Fans expressed themselves with vigorous anger and displeasure stating that they would no longer support the team and that the team’s actions were shameful and that they were appalled by the entire situation.
Even though the four players were suspended, and the team rallied to earn a bowl berth, the damage from the video seemed to linger as ticket sales for the bowl game and attendance for the spring game were less than expected, as talk of Hudspeth’s future as head coach continued to be an unavoidable talking point with supporters.
Is it Hudspeth’s fault that his some of his players don’t dedicate themselves enough to the classroom to stay on the field? No, because no matter how much he preaches at practice to his players to make the grades, it is ultimately up to those individual players to study.
Is it Hudspeth’s fault that an assistant coach was attempting to cheat the system to get players to sign with the Ragin’ Cajuns? No. Hudspeth doesn’t spend 24 hours per day with his assistants and there is no way to no what they are doing behind closed doors.
Is it Hudspeth’s fault that his players rapped along to a song disrespecting the future president? No. Rap music to him is probably just white noise anyway, and I doubt he or the majority of any other major college coach who is white has actually spent time listening to rap lyrics.
And finally, is it Hudspeth’s fault that 13 of his players decided to go out and rob someone on campus?
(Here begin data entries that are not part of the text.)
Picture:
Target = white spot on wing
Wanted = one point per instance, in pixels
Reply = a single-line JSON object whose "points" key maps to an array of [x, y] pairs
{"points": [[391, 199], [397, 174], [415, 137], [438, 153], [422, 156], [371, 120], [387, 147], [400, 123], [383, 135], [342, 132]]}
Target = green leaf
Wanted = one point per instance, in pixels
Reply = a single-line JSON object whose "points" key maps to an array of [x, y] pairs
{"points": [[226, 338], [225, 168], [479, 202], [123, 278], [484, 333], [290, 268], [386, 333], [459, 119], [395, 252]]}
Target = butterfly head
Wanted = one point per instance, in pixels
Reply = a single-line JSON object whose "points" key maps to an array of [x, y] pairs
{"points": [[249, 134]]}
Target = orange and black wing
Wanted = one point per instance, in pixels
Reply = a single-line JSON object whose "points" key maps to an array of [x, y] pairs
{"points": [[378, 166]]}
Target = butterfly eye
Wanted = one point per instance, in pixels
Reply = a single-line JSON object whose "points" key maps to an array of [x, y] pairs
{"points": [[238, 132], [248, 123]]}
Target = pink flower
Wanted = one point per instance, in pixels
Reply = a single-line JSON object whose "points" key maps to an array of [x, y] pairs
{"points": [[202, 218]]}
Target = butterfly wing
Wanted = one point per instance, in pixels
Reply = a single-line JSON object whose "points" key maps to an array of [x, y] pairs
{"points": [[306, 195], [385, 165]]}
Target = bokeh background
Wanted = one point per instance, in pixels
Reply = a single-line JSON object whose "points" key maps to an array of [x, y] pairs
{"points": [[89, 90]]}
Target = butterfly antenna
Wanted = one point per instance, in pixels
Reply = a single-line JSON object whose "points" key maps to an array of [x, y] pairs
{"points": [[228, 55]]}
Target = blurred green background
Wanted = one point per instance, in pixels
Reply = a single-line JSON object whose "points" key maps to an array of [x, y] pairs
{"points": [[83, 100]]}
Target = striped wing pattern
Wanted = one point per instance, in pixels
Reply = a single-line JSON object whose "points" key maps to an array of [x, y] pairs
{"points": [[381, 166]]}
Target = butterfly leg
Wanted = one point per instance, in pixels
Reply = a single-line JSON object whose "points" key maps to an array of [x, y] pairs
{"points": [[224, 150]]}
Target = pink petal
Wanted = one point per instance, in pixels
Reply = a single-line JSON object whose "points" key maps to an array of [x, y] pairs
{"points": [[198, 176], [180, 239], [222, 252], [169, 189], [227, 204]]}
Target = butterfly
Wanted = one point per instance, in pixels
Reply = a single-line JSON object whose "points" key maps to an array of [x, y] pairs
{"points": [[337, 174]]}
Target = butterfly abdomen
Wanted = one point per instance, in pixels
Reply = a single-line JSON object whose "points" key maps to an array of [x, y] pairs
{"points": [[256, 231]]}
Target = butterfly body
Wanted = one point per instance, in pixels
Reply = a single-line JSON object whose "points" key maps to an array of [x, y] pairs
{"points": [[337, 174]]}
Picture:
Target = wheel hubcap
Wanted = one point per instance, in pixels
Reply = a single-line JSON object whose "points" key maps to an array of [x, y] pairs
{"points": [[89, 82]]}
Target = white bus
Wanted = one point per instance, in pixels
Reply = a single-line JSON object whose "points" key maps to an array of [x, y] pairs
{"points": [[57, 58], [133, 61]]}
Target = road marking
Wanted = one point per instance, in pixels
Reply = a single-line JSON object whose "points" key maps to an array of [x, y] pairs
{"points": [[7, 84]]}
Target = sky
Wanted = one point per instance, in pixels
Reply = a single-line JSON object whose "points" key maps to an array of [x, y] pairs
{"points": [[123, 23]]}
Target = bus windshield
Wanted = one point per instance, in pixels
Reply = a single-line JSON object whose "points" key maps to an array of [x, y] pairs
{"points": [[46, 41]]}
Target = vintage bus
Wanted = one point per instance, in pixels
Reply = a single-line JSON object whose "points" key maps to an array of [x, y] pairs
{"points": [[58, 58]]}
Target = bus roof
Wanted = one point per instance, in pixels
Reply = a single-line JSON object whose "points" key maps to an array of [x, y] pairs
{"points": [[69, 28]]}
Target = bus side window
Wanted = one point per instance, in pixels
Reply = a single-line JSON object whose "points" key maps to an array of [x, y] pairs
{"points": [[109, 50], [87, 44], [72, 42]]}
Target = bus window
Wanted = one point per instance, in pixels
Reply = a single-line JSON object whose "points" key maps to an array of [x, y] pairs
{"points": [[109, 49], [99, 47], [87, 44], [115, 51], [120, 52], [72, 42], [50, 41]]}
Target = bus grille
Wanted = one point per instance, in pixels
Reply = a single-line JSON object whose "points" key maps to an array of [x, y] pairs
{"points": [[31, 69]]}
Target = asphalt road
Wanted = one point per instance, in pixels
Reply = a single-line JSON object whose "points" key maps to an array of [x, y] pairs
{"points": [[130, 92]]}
Once again the answer is no. It is ultimately up to those young men not to commit felonies.
But that doesn’t excuse Hudspeth from being tainted by these incidents. At the end of the day, the Ragin’ Cajuns program is his and the old saying is that a team serves as a reflection of its coach.
Then what does this reflection say about the culture Hudspeth has inspired and enforced in Lafayette?
The optics of all of these issues is that the program became successful because it was lawless, that the head coach had cheaters on his staff and that they recruited players who have criminal aspirations, ones possibly that other schools may not have taken.
At the end of the day, those optics are probably not true or factually accurate. Nearly every one of the 100-plus football programs in the Football Bowl Division has a percentage of players that are borderline signees for either grades and off-the-field conduct, and there are coaches everywhere that try to manipulate the system.
That is the nature of the beast known as college football.
But in the world we live in, and in particular the world of big-time college athletics, perception is reality and the negative perception of the Ragin’ Cajuns for many fans right now is one that won’t be changed with another well-worded apology from Hudspeth.
He’s already given too many of those.